Terima kasih saya ucapkan kepada dosen mata kuliah teknologi pengolahan hasil perikanan modren dan tradisional dan rekayasa proses yaitu Sakinah Haryati S.Pi.,M.si dan Dini Surilayani S.Pi.,M,si yang telah memberikan tugasnya kepada kami. Alhamdulilah tugas laporan praktikum teknologi pengolahan hasil perikanan modren dan tradisional dan rekayasa proses ini dapat terselesaikan tepat waktu. Pada laporan ini, kami berusaha mengungkapkan mengenai proses pembuatan ikan asin.

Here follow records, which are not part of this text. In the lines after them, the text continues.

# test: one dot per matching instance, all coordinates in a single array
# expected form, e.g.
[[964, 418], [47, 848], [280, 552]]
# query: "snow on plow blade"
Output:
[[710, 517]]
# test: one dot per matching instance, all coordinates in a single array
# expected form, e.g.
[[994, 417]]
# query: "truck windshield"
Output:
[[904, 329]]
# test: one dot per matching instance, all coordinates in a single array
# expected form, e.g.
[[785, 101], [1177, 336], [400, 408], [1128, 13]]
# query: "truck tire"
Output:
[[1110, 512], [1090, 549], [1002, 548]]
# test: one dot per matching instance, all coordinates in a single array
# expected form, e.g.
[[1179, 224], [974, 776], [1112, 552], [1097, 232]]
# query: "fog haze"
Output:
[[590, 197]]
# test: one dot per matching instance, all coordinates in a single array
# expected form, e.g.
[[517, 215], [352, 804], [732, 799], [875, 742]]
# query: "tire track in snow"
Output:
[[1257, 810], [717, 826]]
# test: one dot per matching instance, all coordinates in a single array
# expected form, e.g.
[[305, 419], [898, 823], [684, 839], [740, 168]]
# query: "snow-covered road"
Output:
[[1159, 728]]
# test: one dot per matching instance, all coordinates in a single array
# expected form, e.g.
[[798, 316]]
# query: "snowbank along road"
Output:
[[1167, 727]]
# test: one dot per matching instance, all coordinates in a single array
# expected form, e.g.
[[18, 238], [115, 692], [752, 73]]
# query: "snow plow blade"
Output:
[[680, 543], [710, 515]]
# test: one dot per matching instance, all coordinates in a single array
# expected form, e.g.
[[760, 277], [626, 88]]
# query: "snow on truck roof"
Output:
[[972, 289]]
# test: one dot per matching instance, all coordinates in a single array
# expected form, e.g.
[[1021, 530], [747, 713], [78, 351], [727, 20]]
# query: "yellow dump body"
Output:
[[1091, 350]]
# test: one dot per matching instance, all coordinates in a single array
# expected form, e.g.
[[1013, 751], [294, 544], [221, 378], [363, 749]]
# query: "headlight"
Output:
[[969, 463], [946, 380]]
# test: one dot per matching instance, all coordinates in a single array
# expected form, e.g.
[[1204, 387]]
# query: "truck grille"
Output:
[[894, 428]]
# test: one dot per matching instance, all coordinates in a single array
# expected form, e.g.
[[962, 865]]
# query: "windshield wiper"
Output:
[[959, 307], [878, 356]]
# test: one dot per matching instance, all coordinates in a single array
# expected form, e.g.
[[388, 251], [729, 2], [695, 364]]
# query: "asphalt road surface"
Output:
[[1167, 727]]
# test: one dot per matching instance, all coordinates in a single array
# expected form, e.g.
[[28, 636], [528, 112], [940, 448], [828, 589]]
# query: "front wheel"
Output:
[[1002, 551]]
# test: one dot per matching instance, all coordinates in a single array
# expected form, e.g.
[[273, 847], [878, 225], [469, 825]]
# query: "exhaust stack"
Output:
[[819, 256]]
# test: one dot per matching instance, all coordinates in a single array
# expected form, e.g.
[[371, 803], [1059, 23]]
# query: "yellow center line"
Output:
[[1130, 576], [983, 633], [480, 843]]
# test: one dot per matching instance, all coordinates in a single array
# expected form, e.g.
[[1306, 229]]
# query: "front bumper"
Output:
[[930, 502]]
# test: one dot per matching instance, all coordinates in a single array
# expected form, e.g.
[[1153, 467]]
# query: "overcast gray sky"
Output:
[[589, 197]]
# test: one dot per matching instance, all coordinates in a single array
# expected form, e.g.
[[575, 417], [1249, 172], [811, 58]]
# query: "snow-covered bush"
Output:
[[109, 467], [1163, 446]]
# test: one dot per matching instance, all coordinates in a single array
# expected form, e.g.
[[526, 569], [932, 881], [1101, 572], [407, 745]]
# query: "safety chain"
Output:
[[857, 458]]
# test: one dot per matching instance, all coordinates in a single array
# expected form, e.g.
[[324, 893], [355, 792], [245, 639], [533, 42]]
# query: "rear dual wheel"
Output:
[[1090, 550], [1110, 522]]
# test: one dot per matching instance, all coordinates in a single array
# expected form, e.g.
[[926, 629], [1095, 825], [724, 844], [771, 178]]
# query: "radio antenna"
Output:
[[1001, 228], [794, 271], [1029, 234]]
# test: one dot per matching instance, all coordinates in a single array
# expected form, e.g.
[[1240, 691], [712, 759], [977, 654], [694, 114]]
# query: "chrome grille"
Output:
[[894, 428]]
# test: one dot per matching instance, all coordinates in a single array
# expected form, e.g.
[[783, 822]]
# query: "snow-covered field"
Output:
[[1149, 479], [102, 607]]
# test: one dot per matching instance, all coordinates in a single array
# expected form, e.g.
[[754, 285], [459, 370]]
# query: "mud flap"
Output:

Kami menyadari bahwa penyusunan laporan ini masih jauh dari kesempurnaan baik bentuk, isi dan penyusunannya, oleh karena keterbatasan kemampuan dan waktu serta keterbatasan literature. Dengan senang hati kami menerima saran dan kritikan yang bersifat membangun demi kesempurnaan laporan ini dan diharapkan dapat memberi manfaat bagi pembaca terutama mahasiswa/mahasiswi Jurusan Perikanan Fakultas Pertanian Universitas Sultan Ageng Tirtayasa
Serang, 17 November 2011
Penyusun
DAFTAR ISI
KATA PENGANTAR ....................................................................... i
DAFTAR ISI ....................................................................................... ii
BAB I PENDAHULUAN .................................................................. 1
1.1. Latar Belakang........................................................................ 1
1.2. Tujuan .................................................................................... 3
BAB II PEMBAHASAN .................................................................... 4
2.1. Deskripsi ikan kembung ......................................................... 4
2.1.1. Jenis ikan kembung ...................................................... 4
2.1.2. Biologi ikan kembung .................................................. 6
2.1.3. Reproduksi ikan kembung ........................................... 7
2.1.4. Habitat ikan kembung .................................................. 7
2.1.5. Komposisi ikan kembung ............................................. 8
2.1.6. Pengolahan ikan kembung ........................................... 9
2.2. Deskripsi ikan nila ................................................................... 9
2.2.1. Morfologi ikan nila ..................................................... 10
2.1.2. Biologi ikan nila .......................................................... 11
2.1.3. Penyebaran ikan nila.................................................... 11
2.1.4. Habitat ikan nila .......................................................... 11
2.1.5. Komposisi ikan nila ..................................................... 12
....... 2.1.6. Pengolahan ikan nila ................................................... 12
2.3. Pengujian organoleptik .......................................................... 12
BAB III METODOLOGI ................................................................. 14
3.1.Waktu dan tempat ................................................................. 14
3.2.Alat dan bahan ....................................................................... 14
3.3.Prosedur kerja ........................................................................ 14
BAB IV HASIL PRAKTIKUM ....................................................... 15
4.1. Hasil dan pembahasan............................................................ 15
BAB V PENUTUP ............................................................................ 23
5.1. Kesimpulan ............................................................................ 23
5.2. Saran ...................................................................................... 23
DAFTAR PUSTAKA ........................................................................ iii
LAMPIRAN
BAB I
PENDAHULUAN
1.1. Latar belakang
Ikan merupakan salah satu sumber protein hewani yang banyak dikonsumsi masyarakat, mudah didapat, dan harganya murah. Namun ikan cepat mengalami proses pembusukan. Oleh sebab itu pengawetan ikan perlu diketahui semua lapisan masyarakat. Ada bermacam-macam pengawetan ikan, antara lain dengan cara: penggaraman, pengeringan, pemindangan, perasapan, peragian, dan pendinginan ikan.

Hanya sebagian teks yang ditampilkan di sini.